We blogged back in February about Yodel, telling the story of how they got a customer (my sister) to travel to their depot for no reason and then refused to reimburse her travel costs.
If anything new happens with a story, I do try to write a follow-up, not least because otherwise all the posts on this blog would be just moaning with no closure. But this follow-up was delayed, chiefly because it took me ages to get round to it.
Anyway: Yodel still refused to reimburse the customer’s travel costs, possibly because they don’t want to set a precedent. But they did send her a £10 voucher (something like this) which can be spent in various places.
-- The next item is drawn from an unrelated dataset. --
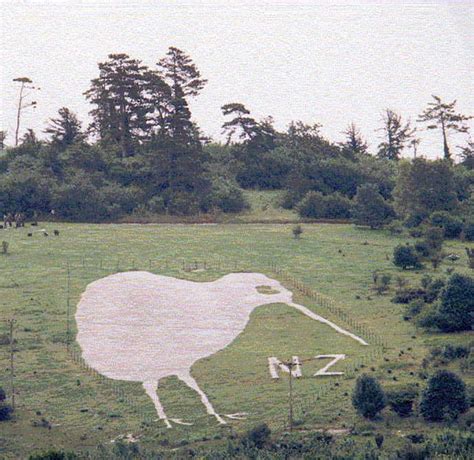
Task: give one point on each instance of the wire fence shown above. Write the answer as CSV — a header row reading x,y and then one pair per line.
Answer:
x,y
303,404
A commenter did suggest taking Yodel to the small claims court, and this would be an interesting thing to try if you’ve got the time and energy, but my sister decided that’s she’s made her point and got a token of apology, so she doesn’t want to take this any further.
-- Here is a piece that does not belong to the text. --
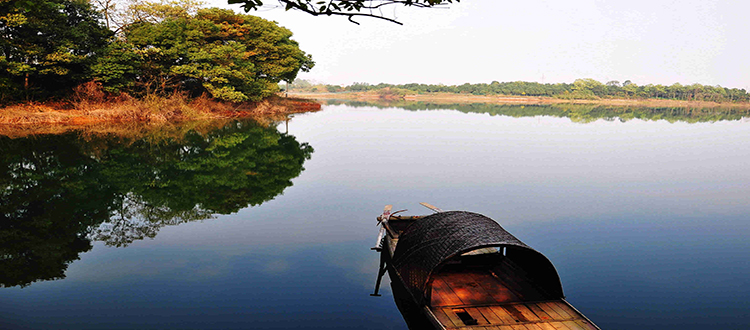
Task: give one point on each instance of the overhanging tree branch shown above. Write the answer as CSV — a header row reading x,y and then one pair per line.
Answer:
x,y
347,8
In more exciting news: The Restless Consumer has had some attention from the mainstream media. A researcher for Channel 4’s Dispatches phoned us wanting to speak to the person who had the bad experience with Yodel. We gave her my sister's phone number (with her permission) and I offered to talk to them myself too. But that’s kind of where the story ends because they didn’t interview her after all.
This seems to be a “thing” with TV researchers; they put out scattergun requests and they feel no obligation to say "thanks, but no thanks" to people who turn out to be no use to them. You’d think someone doing research for a consumer-rights documentary would realise that politeness costs nothing.